After 15 months, Mueller has indicted a number of Trump associates, but on charges having nothing to do with Russian collusion. They faced inordinately long prison sentences unless they “flipped” and testified against Trump.
We are left with the impression that Mueller cannot find much to do with his original mandate of unearthing Russian collusion, but he still thinks Trump is guilty of something.
In other words, Mueller has reversed the proper order of jurisprudence.
Instead of presuming Trump innocent unless he finds evidence of Russian collusion, Mueller started with the assumption that the reckless raconteur Trump surely must be guilty of some lawbreaking. Thus, it is Mueller’s job to hunt for past crimes to prove it.
While Mueller so far has not found Trump involved in collusion with foreign citizens to warp a campaign, there is evidence that others most surely were colluding — but are not of interest to Mueller.
It is likely that during the 2016 campaign, officials at the Department of Justice, FBI, CIA, and National Security Agency broke laws to ensure that the outsider Trump lost to Hillary Clinton. FBI and DOJ officials misled the Foreign Intelligence Surveillance Court in order to obtain warrants to surveil Trump associates. National-security officials unmasked the names of those being monitored and likely leaked them to the press with the intent to spread unverified rumors detrimental to the Trump campaign.
A spy on the federal payroll was implanted into the Trump campaign. Hillary Clinton’s campaign team paid for research done by a former British intelligence officer working with Russian sources to compile a dossier on Trump. Clinton hid her investment in Christopher Steele’s dossier by using intermediaries such as the Perkins Coie law firm and Fusion GPS to wipe away her fingerprints.
As a result of wrongful conduct, more than a dozen officials at the FBI and DOJ have resigned or retired, or were fired or reassigned. Yet so far none of these miscreants has been indicted or has faced the same legal scrutiny that Mueller applies to Trump associates.
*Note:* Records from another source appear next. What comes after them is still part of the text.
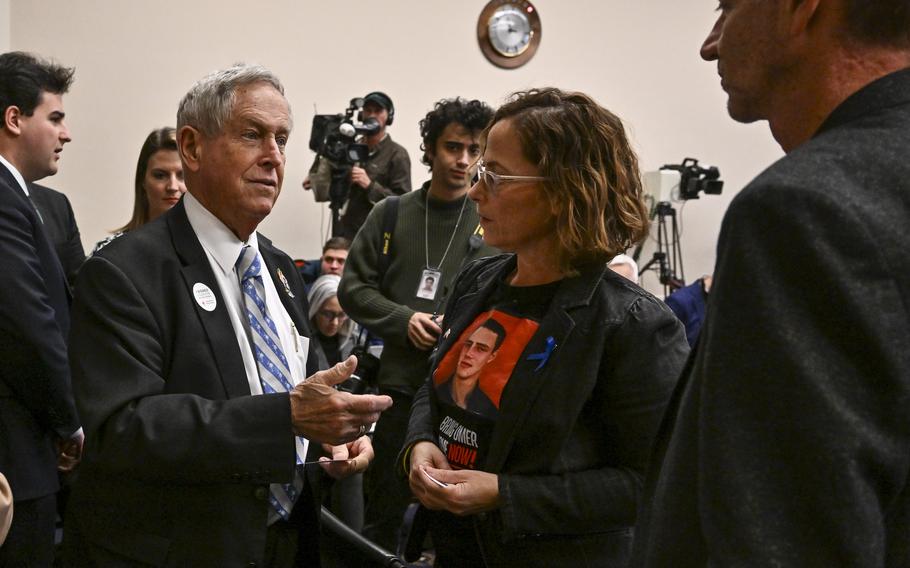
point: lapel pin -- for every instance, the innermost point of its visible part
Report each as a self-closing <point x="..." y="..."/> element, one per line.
<point x="284" y="281"/>
<point x="204" y="297"/>
<point x="544" y="355"/>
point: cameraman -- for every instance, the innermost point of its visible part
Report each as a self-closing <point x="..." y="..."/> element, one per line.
<point x="386" y="172"/>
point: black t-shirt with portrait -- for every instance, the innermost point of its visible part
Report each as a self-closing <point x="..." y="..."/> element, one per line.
<point x="472" y="377"/>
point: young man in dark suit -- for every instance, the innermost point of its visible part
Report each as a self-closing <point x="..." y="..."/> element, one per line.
<point x="61" y="228"/>
<point x="39" y="428"/>
<point x="190" y="347"/>
<point x="787" y="442"/>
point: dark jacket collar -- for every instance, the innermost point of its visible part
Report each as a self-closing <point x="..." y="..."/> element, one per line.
<point x="883" y="93"/>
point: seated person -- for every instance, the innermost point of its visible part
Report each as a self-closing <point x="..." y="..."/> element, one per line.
<point x="159" y="181"/>
<point x="334" y="255"/>
<point x="334" y="330"/>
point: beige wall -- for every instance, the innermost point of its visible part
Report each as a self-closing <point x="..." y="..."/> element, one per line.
<point x="4" y="26"/>
<point x="135" y="59"/>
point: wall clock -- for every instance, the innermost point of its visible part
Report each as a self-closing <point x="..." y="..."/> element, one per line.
<point x="508" y="32"/>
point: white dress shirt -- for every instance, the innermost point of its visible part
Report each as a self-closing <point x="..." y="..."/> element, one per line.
<point x="12" y="169"/>
<point x="223" y="248"/>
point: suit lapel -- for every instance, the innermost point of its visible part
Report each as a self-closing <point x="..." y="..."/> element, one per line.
<point x="197" y="272"/>
<point x="292" y="300"/>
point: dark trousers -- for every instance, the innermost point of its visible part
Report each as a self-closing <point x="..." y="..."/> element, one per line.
<point x="30" y="541"/>
<point x="387" y="494"/>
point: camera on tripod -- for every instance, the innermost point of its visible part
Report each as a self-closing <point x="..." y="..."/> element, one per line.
<point x="333" y="136"/>
<point x="334" y="139"/>
<point x="681" y="182"/>
<point x="674" y="182"/>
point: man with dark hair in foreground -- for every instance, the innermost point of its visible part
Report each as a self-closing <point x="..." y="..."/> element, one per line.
<point x="39" y="428"/>
<point x="787" y="442"/>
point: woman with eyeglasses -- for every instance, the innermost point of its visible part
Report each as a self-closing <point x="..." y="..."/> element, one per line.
<point x="334" y="331"/>
<point x="577" y="362"/>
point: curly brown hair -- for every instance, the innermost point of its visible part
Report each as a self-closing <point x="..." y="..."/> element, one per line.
<point x="593" y="181"/>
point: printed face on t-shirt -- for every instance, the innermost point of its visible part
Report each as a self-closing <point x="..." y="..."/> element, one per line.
<point x="476" y="352"/>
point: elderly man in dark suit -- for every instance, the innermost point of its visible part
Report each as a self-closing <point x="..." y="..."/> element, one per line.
<point x="39" y="429"/>
<point x="189" y="351"/>
<point x="788" y="439"/>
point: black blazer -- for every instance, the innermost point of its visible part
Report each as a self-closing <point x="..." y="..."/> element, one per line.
<point x="788" y="440"/>
<point x="60" y="224"/>
<point x="36" y="403"/>
<point x="572" y="440"/>
<point x="178" y="454"/>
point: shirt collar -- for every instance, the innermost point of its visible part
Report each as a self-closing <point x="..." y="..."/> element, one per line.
<point x="222" y="245"/>
<point x="12" y="169"/>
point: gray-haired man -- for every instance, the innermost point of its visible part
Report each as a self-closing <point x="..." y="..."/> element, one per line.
<point x="188" y="363"/>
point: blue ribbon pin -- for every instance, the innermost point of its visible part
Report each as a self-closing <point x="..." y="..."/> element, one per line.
<point x="543" y="356"/>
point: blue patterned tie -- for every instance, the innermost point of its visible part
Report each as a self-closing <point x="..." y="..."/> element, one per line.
<point x="274" y="371"/>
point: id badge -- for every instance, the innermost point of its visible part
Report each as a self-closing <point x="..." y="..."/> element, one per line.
<point x="429" y="283"/>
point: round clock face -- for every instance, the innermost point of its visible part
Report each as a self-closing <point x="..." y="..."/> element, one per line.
<point x="510" y="31"/>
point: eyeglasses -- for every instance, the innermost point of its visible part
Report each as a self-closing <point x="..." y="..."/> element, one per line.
<point x="493" y="180"/>
<point x="329" y="315"/>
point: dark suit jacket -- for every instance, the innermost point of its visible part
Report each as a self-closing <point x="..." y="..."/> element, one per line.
<point x="36" y="404"/>
<point x="572" y="439"/>
<point x="178" y="454"/>
<point x="788" y="442"/>
<point x="60" y="224"/>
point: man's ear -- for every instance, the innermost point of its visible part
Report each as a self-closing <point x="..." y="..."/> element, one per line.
<point x="11" y="118"/>
<point x="189" y="144"/>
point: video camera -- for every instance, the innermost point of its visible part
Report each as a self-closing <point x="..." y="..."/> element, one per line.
<point x="333" y="135"/>
<point x="681" y="182"/>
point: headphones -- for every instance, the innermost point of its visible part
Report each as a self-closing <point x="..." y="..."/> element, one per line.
<point x="384" y="101"/>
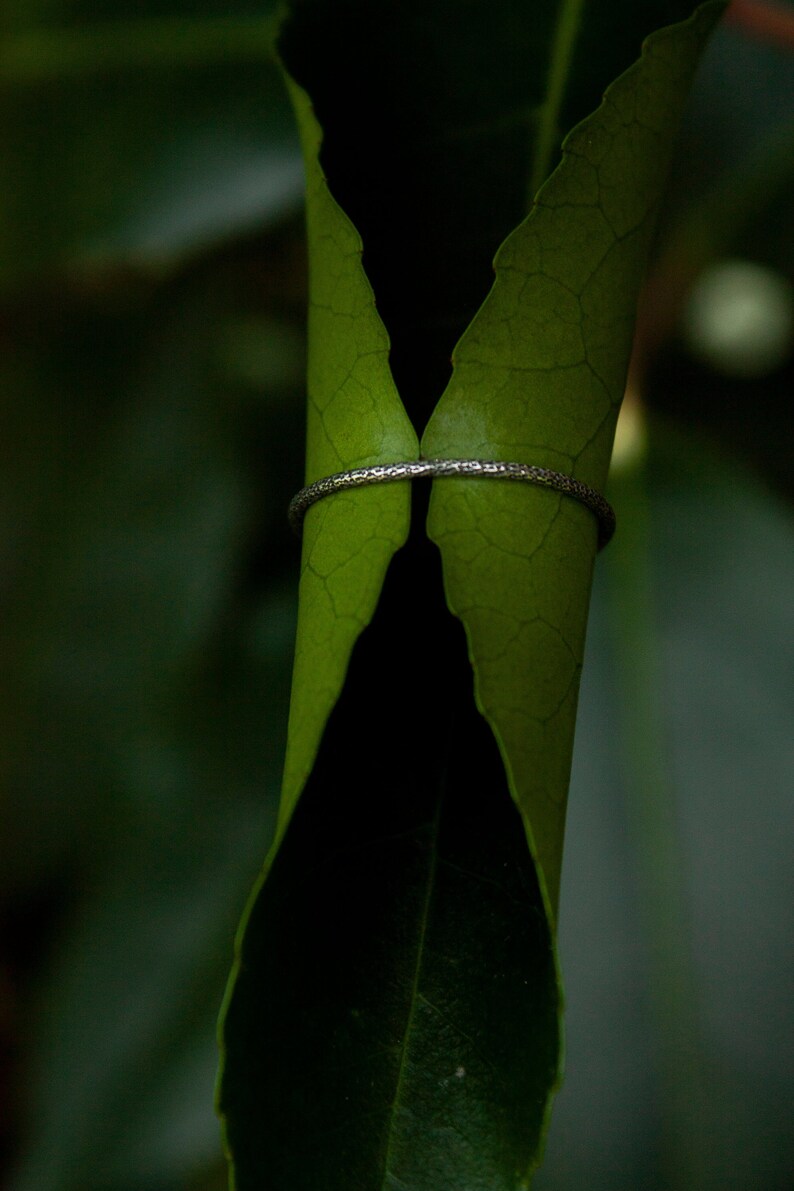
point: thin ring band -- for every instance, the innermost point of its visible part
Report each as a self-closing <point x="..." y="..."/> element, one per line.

Hillary Clinton is not facing legal trouble for destroying subpoenaed emails, for using an unlawful email server, or for the expenditure of campaign money on the Steele dossier.
No president has ever faced impeachment for supposed wrongdoing alleged to have taken place before he took office — not Andrew Johnson, not Richard Nixon, and not even Bill Clinton, who lied about his liaisons with Monica Lewinsky in the Oval Office. With the effort to go back years, if not decades, into Trump’s business and personal life, we are now in unchartered territory.
The argument is not that Trump committed crimes while president — indeed, his record at home and abroad is winning praise. The allegations are instead about what he may have done as a private citizen, and whether it could have reversed the 2016 election.
The only way to clear up this messy saga is for Trump to immediately declassify all documents — without redactions — relating to the Mueller investigation, the FISA court warrants, the Clinton email investigation, and CIA and FBI involvement with the dossier and the use of informants.
Second, there needs to be another special counsel to investigate wrongdoing on the part of senior officials in these now nearly discredited agencies. The mandate should be to discover whether there was serial conflict of interest, chronic lying to federal officials, obstruction of justice, improper unmasking and leaking, misleading of federal courts, and violation of campaign-finance laws.
It is past time to stop the stonewalling, the redacting, the suppression, the leaking to the press, and the media hysteria. The government must turn over all relevant documents to two special counsels and free each to discover who did what in 2016.
Americans need the whole truth to ensure equality under the law and to thereby set us free from this nearly two-year nightmare.